F-69 Free Communication/Poster - Thermoregulation/Hyperthermia Friday, May 29, 2020, 1: 30 PM - 4: 00 PM Room: CC-Exhibit Hall
Endurance Exercise Capacity & Heat-loss Responses Are Greater In The Late Evening Than Morning
3503 Board #324 May 29 2:30 PM - 4:00 PM
Various major sporting events in the heat of summer start from not only in the morning but also in the late evening. However, to date rationales for differences in endurance exercise capacity and thermoregulatory responses to exercise in the heat between morning and late evening have not been reported.
PURPOSE: The current study investigated the diurnal effects of exercise in the late morning and evening on endurance exercise capacity and thermoregulatory responses during a time-to-exhaustion test in the heat.
METHODS: Ten male participants cycled at 70% peak oxygen uptake until exhaustion in the heat (30°C, 50% relative humidity). Participants commenced exercise in the late morning at 10:00 h (AM) or evening at 21:00 h (PM). Upon cessation of exercise, participants completed a 30 min post-exercise recovery.
RESULTS: Time to exhaustion was 28±13% (mean±SD) longer in PM (49.1±16.3 min) than AM (38.7±14.6 min; P<0.001).
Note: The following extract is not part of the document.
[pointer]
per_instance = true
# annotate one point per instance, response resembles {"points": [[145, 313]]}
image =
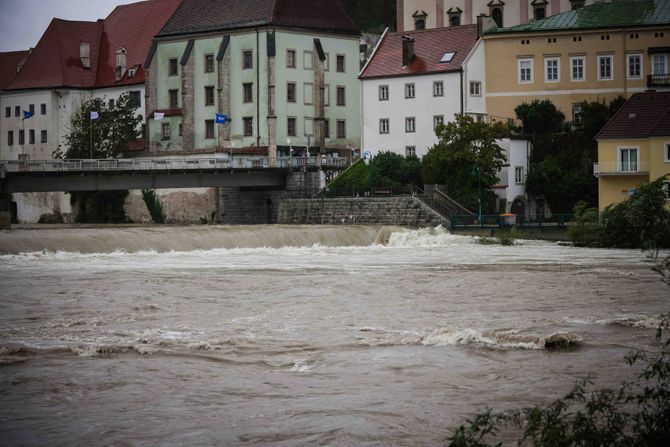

Rectal temperature before and during exercise were higher in PM than AM (both P<0.01) in accordance with the diurnal variation of core temperature (Tc). The rates of rise in rectal temperature (AM 0.030±0.012°C/min; PM 0.021±0.008°C/min), mean skin temperature (AM 0.095±0.042°C/min; PM 0.068±0.028°C/min), thermal sensation and rating of perceived exertion during exercise were slower in PM than AM (all P<0.05). Rectal temperature at the point of exhaustion was not different by time-of-day (AM 38.3±0.4°C; PM 38.6±0.5°C). Dry and evaporative heat losses and an increase in skin blood flow during exercise were greater in PM than AM (all P<0.05). During 30-min post-exercise recovery, the rates of fall in rectal temperature (AM 0.013±0.004°C/min; PM 0.019±0.010°C/min) and skin blood flow were faster and thermal sensation was lower in PM than AM (all P<0.05). Heart rate during exercise and recovery were not different between trials.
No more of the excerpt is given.